I have to confess that I’m mildly amused by a native German-speaker complaining about complicated words. 🙂 My husband is convinced that whenever Germans aren’t sure what word to use, they take about five that would work and just take out the spaces in between.
That’s so true! We Germans like to string a lot of words together. That’s partially why I don’t like speaking German any more… to much fluff!
I’ve heard that there’s a legitimate German word that has a triple-m (three m’s in a row) in it.
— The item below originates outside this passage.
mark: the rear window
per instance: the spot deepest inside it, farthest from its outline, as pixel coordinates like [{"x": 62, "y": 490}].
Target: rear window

That gave me a good chuckle. Danke.
So long as you’re editing, “…he’d used his windshield wipers to facilitate the view from behind the driver’s seat.” Couple things about that: First, “…facilitate the view…”?? Seems like there’s plainer (and clearer)ways to say it. Second, is he driving from behind the driver’s seat?
(regardless of those quibbles, I like your portrait of him)
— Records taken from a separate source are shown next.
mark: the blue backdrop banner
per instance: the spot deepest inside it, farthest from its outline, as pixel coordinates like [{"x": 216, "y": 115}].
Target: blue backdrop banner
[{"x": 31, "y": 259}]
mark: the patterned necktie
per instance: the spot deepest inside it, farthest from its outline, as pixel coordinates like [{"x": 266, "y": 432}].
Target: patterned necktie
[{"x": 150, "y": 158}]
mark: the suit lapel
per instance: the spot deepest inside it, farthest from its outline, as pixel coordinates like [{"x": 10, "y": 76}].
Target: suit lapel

One more writing/editing/reading rule: You generally get what ya pay for;)
But worthwhile suggestions, nonetheless. Thanks
My pigs are black, which is why any writing I do will be a bloviating cacophony of lies. But it seems to me that truth is most often subjective anyway. So?
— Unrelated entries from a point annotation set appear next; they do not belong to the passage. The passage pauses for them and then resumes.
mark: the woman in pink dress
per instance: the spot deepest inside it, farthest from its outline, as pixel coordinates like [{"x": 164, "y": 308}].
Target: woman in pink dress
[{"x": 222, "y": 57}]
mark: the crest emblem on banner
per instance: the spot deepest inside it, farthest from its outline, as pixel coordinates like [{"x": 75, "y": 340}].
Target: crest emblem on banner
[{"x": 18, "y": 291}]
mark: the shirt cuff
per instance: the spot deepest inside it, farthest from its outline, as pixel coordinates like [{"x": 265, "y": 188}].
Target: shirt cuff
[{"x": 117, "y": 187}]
So it seems like it’s your level of consciousness that matters more than how you say what you say.
🙂 universal truths are hogwash anyway
Are you absolutely sure of that?? If you are, you have made an absolute statement, which itself implies the existence of absolutes.
you’re getting it
Sign me ON for any writing workshop you manage to work into your impossible schedule!
Yeah, “view from behind the driver’s seat” jarred with me too. “from the driver’s seat”? “from behind the wheel” ??. . . Everything else you say is true and so good. The simpler the better; you do that.
From CA, where the sunshine is nevernevernever-ending.
It was a typo. Started out as “behind the steering wheel” but for some reason I didn’t like that as much.
The stuff you read here is not professionally edited. Proceed with caution.
I once made the same complaint to the weather guys on the radio, That perky, celebratory tone with which they greeted each new day of drought was getting on my nerves.
Write it, then get it right. Isn’t that what professional writers such as yourself say?
BTW, did you folks ever plant any of those cone flowers seed heads that I sent to you last autumn? Just curious, as I saw that the cone flowers are in blossom around here.
Farmers around here like to talk about rain in 1/100th of an inch increments in their rain gauges.
Edit: you could change vehicle for shitbox and get rid of the last sentence. You obviously are a teacher.
Or you could alter that to “Speak the Truth and Speak It Well.” Some of the writers I admire most have tremendous vocabularies (Faulkner, Shakespeare, Thoreau), but it’s hardly a requirement. Ruth Stone used the words at hand. Launch a writing workshop! That’s a terrific idea.
Can totally relate to the overuse of a particular word. On reading through my 140,000 word novel, (unpublished), I realized that the word ‘realized’ had totally taken over almost to the point of loosing it’s meaning. The Thesaurus was located and put to good use, once again.
Ben: “….write the pink off a pig.” That’s a good one, I’m sticking it in the memory bank and hope it sticks! Appropriate plain speaking.